I'm following this, sounds good!


----------



## indaswamp (May 4, 2017)

atomicsmoke said:


> Duck breast ham?


click the link to the recipe...it's pretty common at the hunting camps down here. The recipe does not use cure, but I am adding it for safe measure, plus I like the "ham" taste the cure adds to the meat.


----------



## HalfSmoked (May 4, 2017)

Wheres the link ??? duck ham I assume is the breast.

Also if I have not previously said so welcome to the group. Take the time to read Initial Greeting on home page it will help with how to get around this sight and go to roll call and tell us a little bit about you.

HalfSmoked (Warren)


----------



## indaswamp (May 4, 2017)

Click on the words 'Duck ham' in my post, it is a link to the recipe.

Thanks for the greeting. I've been to roll call and have an active thread there. Also posted my build thread. There is a link to it on the roll call thread.


----------



## HalfSmoked (May 4, 2017)

No problem I just see that your heading on the thread doesn't tell us where your from. this would work on goose breast too as far as that goes also chicken. The recipe sounds great lot of flavor there. Thanks for posting.

Warren


----------



## atomicsmoke (May 4, 2017)

Indaswamp said:


> click the link to the recipe...it's pretty common at the hunting camps down here. The recipe does not use cure, but I am adding it for safe measure, plus I like the "ham" taste the cure adds to the meat.

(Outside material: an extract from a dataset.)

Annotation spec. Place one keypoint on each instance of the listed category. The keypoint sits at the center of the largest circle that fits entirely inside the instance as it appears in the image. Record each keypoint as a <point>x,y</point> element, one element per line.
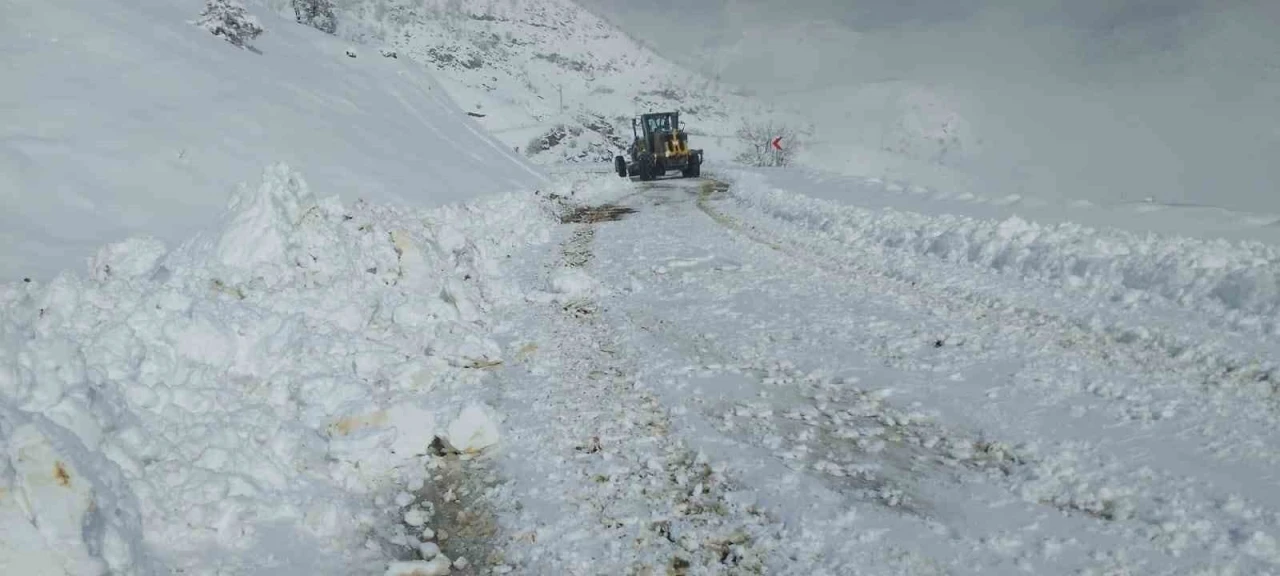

How big are the breasts? Two days seems little for the cure to penetrate. Like you said, safetywise cure is not needed, but if you like it hammy i would let it cure 4-5 days at least.

When you have time try duck prosciutto. A long process but rewarding.
Here is mine
http://www.smokingmeatforums.com/t/253979/more-duck-prosciutto


----------



## indaswamp (May 4, 2017)

HalfSmoked said:


> No problem I just see that your heading on the thread doesn't tell us where your from. this would work on goose breast too as far as that goes also chicken. The recipe sounds great lot of flavor there. Thanks for posting.
> 
> Warren


Sorry, haven't gotten around to changing my profile. Just joined last friday. I'm from south Louisiana. yes, would work on any poultry.


----------



## indaswamp (May 4, 2017)

atomicsmoke said:


> Indaswamp said:
> 
> 
> > click the link to the recipe...it's pretty common at the hunting camps down here. The recipe does not use cure, but I am adding it for safe measure, plus I like the "ham" taste the cure adds to the meat.
> ...


The breasts are only 3/4"~1"  thick so 1.3 days is enough using Prof. Blonder's Wet Curing Calculator. I am going for at least 36 hours.


----------



## indaswamp (May 4, 2017)

Shyzabrau said:


> I'm liking where this is going. Make sure to include pictures!


Will do...


----------